Ancient world Insurance
In some sense, we can say that insurance dates back to early human society. We know of two types of economies in human societies: natural or non-monetary economies (using barter and trade with no centralized nor standardized set of financial instruments) and monetary economies (with markets, currency, financial instruments and so on). Insurance in the former case entails agreements of mutual aid. If one family’s house gets destroyed, the neighbors are committed to helping rebuild it. Granaries embodied another early form of insurance to indemnify against famines. These types of insurance have survived to the present day in countries or areas where a modern money economy with its financial instruments is not widespread.
The first methods of transferring or distributing risk in a monetary economy were practiced by Chinese and Babylonian traders in the 3rd and 2nd millennia BC, respectively. Chinese merchants traveling treacherous river rapids would redistribute their wares across many vessels to limit the loss due to any single vessel’s capsizing. The Babylonians developed a system that was recorded in the famous Code of Hammurabi, c. 1750 BC, and practiced by early Mediterranean sailing merchants. If a merchant received a loan to fund his shipment, he would pay the lender an additional sum in exchange for the lender’s guarantee to cancel the loan should the shipment be stolen or lost at sea.
Achaemenian monarchs in Ancient Persia were presented with annual gifts from the various ethnic groups under their control.

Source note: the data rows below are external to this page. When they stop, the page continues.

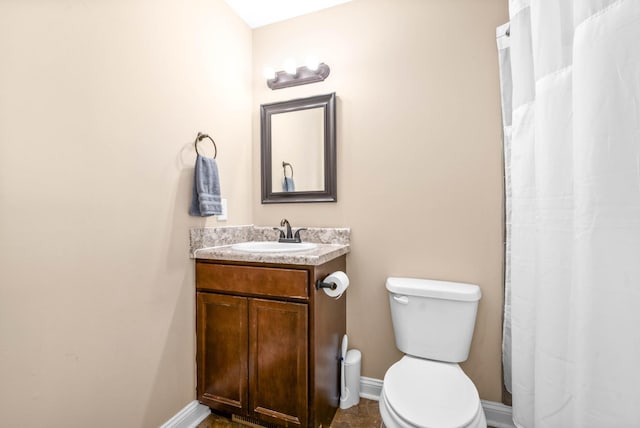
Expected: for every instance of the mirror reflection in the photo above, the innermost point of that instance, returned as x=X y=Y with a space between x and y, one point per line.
x=298 y=141
x=297 y=151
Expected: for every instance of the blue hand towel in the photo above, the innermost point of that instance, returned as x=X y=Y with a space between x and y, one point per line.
x=288 y=185
x=206 y=199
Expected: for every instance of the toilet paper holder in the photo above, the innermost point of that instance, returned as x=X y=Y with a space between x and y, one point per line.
x=321 y=284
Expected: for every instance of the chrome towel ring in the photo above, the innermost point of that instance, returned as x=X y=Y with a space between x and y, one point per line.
x=284 y=168
x=201 y=137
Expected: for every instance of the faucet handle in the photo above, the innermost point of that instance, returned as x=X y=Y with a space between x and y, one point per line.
x=296 y=236
x=281 y=232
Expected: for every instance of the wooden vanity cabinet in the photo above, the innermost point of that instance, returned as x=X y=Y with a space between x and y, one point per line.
x=268 y=342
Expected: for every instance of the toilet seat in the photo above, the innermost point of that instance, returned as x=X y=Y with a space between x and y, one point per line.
x=430 y=394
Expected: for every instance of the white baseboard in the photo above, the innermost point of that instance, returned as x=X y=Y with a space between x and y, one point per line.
x=498 y=415
x=189 y=417
x=370 y=388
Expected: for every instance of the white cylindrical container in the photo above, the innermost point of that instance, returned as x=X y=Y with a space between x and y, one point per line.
x=352 y=367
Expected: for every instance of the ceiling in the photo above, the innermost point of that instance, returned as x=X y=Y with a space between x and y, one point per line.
x=257 y=13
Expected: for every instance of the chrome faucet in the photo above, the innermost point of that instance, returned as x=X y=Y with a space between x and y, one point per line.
x=289 y=236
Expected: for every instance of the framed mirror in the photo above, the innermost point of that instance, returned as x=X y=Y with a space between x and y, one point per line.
x=298 y=148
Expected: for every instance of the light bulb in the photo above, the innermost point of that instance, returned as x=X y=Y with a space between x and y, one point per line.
x=290 y=66
x=269 y=73
x=313 y=63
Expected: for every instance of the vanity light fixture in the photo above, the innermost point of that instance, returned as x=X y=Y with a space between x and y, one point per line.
x=294 y=76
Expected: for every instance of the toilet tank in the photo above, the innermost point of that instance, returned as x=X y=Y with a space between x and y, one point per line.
x=433 y=319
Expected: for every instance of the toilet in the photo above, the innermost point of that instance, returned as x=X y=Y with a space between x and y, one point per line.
x=433 y=324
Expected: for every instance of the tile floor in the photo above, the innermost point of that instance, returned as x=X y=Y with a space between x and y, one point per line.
x=364 y=415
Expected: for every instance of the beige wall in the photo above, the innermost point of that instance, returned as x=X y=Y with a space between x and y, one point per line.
x=99 y=104
x=419 y=155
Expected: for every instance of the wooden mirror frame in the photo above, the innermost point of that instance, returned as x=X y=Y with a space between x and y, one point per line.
x=329 y=193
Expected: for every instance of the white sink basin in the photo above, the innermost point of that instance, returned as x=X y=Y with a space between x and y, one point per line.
x=273 y=247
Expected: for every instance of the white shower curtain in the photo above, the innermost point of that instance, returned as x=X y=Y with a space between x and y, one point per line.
x=570 y=73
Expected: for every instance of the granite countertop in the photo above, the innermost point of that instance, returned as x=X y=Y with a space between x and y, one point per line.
x=216 y=244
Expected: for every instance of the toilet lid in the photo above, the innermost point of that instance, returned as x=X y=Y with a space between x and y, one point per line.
x=431 y=393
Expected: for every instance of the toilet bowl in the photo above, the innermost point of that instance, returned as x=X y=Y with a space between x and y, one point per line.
x=433 y=324
x=429 y=394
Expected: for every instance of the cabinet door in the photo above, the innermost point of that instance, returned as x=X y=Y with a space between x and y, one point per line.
x=278 y=362
x=222 y=348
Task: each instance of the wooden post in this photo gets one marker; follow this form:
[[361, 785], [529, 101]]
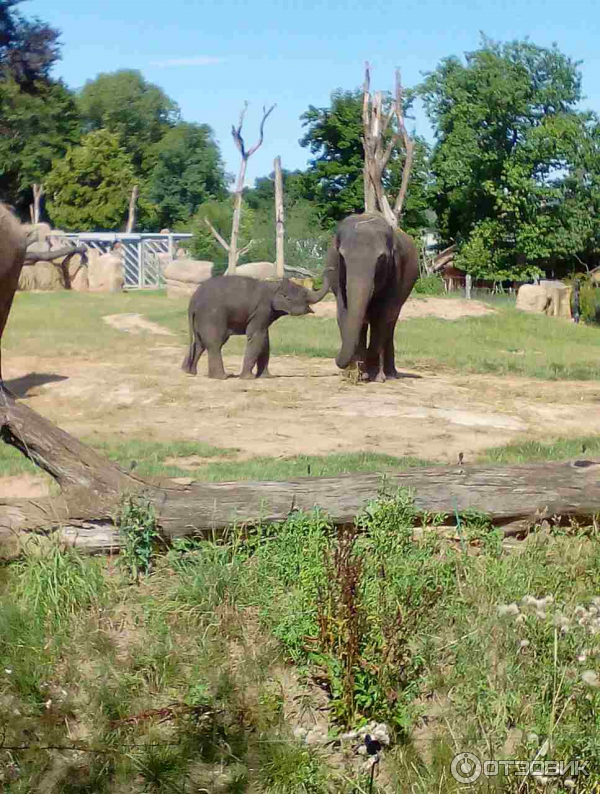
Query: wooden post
[[279, 218], [131, 219]]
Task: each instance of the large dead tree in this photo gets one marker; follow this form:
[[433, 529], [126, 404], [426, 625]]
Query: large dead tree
[[380, 140], [232, 246], [92, 489], [36, 208]]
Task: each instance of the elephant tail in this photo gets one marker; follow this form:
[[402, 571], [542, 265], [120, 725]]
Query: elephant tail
[[188, 362], [358, 295]]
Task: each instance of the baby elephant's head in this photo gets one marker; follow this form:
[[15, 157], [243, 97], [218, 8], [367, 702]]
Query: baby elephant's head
[[293, 299]]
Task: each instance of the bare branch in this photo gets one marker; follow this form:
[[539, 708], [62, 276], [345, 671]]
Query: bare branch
[[408, 145], [131, 218], [245, 249], [237, 133], [216, 235], [266, 114]]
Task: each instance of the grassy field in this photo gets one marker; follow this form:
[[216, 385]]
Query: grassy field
[[239, 666], [506, 343]]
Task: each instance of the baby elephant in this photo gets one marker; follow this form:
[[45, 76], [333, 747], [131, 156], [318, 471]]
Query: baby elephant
[[226, 305]]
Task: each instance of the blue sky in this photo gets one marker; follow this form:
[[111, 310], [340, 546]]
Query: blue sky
[[211, 56]]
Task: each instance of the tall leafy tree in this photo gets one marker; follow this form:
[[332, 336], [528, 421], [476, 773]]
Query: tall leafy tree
[[35, 128], [334, 179], [189, 171], [507, 132], [125, 103], [28, 48], [88, 189]]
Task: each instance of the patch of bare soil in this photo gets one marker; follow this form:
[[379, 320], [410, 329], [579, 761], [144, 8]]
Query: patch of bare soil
[[306, 408], [135, 324], [415, 308]]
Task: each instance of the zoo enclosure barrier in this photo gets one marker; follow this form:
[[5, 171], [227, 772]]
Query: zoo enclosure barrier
[[140, 253]]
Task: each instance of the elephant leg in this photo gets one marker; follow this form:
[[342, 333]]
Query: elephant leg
[[216, 370], [255, 345], [262, 363]]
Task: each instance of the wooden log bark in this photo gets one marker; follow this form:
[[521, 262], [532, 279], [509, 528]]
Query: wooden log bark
[[92, 488]]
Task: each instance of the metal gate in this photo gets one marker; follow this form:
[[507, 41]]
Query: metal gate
[[140, 253]]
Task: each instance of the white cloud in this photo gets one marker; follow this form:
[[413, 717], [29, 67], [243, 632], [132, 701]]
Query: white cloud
[[196, 60]]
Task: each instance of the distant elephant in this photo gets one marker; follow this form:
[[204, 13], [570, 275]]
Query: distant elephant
[[224, 306], [13, 246], [373, 269]]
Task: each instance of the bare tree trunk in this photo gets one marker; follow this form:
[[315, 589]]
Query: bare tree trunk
[[237, 214], [515, 497], [279, 219], [132, 217], [234, 254], [375, 125], [35, 208]]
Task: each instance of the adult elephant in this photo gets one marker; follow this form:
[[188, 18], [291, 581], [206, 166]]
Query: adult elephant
[[13, 246], [372, 270]]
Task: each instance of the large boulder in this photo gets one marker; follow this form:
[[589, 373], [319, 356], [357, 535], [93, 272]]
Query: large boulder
[[43, 276], [549, 297], [182, 276], [106, 272], [257, 270]]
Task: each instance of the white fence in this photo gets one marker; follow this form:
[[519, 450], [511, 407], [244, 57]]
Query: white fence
[[140, 253]]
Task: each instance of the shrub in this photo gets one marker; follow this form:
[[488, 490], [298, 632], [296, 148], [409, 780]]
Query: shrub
[[429, 285]]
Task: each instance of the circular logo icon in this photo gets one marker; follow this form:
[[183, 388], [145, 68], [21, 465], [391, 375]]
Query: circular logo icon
[[465, 768]]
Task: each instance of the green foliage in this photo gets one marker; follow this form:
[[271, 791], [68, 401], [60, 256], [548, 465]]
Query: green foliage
[[138, 527], [38, 127], [188, 172], [429, 285], [138, 112], [57, 584], [88, 189], [510, 148], [351, 603], [28, 48]]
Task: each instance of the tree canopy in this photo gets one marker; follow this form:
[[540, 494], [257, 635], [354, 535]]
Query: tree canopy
[[508, 140], [28, 48], [188, 172], [88, 189], [139, 112]]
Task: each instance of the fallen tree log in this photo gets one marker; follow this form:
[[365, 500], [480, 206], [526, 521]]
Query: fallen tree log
[[92, 488]]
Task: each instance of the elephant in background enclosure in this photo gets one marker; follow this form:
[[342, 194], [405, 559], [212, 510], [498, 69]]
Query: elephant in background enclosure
[[372, 269], [224, 306]]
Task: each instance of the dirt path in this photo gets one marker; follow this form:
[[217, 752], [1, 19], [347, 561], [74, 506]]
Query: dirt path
[[307, 408]]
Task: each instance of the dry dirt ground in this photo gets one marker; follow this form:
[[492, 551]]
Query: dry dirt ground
[[306, 408]]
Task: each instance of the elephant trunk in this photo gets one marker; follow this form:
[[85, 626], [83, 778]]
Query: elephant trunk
[[358, 295], [318, 295]]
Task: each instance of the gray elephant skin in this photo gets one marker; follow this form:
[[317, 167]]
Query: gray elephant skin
[[372, 270], [224, 306]]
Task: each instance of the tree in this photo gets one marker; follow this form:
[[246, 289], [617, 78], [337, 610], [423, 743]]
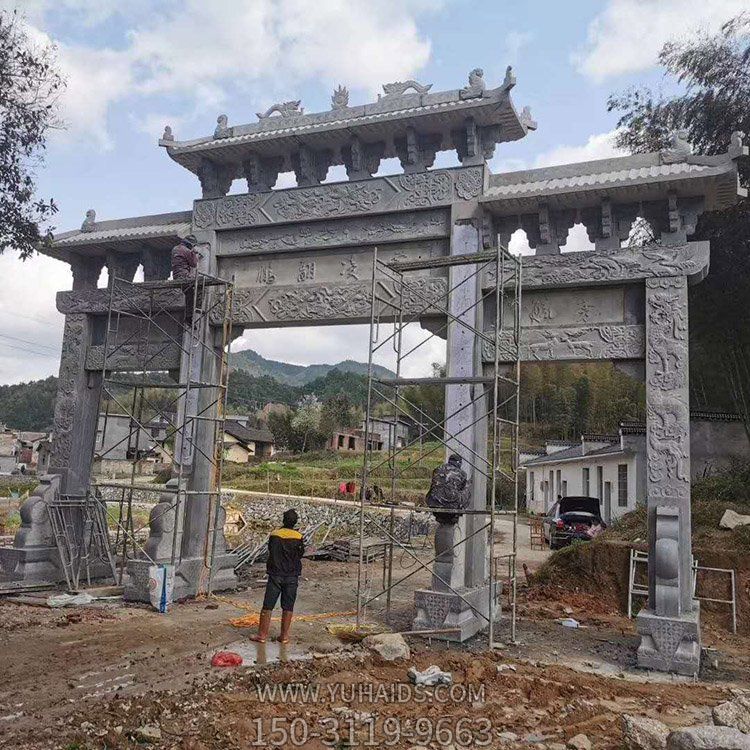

This would function as an early form of political insurance, and officially bound the Persian monarch to protect the group from harm.
At some point in the 1st millennium BC, the inhabitants of Rhodes created the ‘general average’. This allowed groups of merchants to pay to ensure their goods being shipped together. The collected premiums would be used to reimburse any merchant whose goods were jettisoned during transport, whether to storm or sinkage.
The ancient Athenian “maritime loan” advanced money for voyages with repayment being canceled if the ship was lost. In the 4th century BC, rates for the loans differed according to safe or dangerous times of the year, implying intuitive pricing of risk with an effect similar to insurance.
The Greeks and Romans introduced the origins of health and life insurance c. 600 BC when they created guilds called “benevolent societies”, which cared for the families of deceased members, as well as paying funeral expenses of members. Guilds in the Middle Ages served a similar purpose. The Jewish Talmud also deals with several aspects of ensuring goods. Before insurance was established in the late 17th century, “friendly societies” existed in England, in which people donated amounts of money to a general sum that could be used for emergencies.